About The DAVY/SNODDON/SOUTHERN Family Tree
Please sign in to see more. The first member of the Davy family likely emmigrated from Britain to the Thirteen colonies early in the 1600's. Thomas Davy, the first documented member of the family in North America, was born somewhere in the colonies in 1670. This branch of the Davy family is descended from his son Peter, born in 1724. Peter lived on the Mohawk River near the location of Little Falls, N.Y. He was a United Empire Loyalist who fought on the side of the British during the American Revolutionary War. After the war he immigrated to Upper Canada and is buried in Bath (formerly Ernestown), Ontario.
William and Alice Southern were born in Nottingham, England. William's father, Charles, is listed as a butcher on William's birth certificate, but eventually he owned a profitable coal delivery business. Unfortunately,Charles Southern's fondness for the horses led to his losing the business when William was a young man. William joined the militia as a member of the South Notts Hussars at the age of sixteen. At age 18 he went to South Africa to fight in the Boer War but was invalided back home with malaria after a year and two months. He remained with the South Notts Hussars for another nine years. Alice Flora Wilson, William's wife, left school at age thirteen to work in a lace factory. She saved her money to purchase a sewing machine after which, she supplemented her living as a dressmaker.

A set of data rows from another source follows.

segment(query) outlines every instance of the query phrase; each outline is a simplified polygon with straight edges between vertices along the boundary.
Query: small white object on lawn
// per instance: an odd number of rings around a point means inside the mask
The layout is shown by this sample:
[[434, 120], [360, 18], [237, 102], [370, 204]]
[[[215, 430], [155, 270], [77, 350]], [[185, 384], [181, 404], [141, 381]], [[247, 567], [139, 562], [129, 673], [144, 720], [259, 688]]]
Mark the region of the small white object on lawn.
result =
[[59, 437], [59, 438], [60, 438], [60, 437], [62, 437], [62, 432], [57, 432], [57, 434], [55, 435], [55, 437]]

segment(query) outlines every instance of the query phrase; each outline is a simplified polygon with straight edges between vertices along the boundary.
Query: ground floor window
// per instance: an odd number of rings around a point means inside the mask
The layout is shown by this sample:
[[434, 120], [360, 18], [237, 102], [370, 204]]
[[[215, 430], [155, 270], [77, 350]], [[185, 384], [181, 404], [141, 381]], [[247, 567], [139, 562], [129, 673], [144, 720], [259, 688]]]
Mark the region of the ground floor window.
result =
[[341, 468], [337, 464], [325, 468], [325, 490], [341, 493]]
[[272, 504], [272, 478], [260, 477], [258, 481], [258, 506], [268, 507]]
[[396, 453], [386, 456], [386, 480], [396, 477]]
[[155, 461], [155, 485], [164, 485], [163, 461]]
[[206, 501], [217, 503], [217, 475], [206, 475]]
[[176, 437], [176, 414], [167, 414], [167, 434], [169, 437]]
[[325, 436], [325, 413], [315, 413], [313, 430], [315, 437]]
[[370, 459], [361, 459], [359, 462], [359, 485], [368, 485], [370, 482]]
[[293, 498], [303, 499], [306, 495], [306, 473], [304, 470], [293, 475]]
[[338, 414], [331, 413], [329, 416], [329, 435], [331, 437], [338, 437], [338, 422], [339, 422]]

William and Alice married in 1907 and immigrated to Canada in April 1910.
The patriarch of the Snoddon family in Canada, William Snoddon, and his wife, Ann, are thought to have come to Canada from York England in the mid 1830s. Ann Snoddon's maiden name has come to us from various sources as Boland, Bolen, Bobland, Boleyne or Roldan. A Snoddon cousin has told us of a story passed on to him telling of the Snoddons as boarder reivers or raiders in England. I believe this translates as cattle thieves...most surely some other Snoddon family!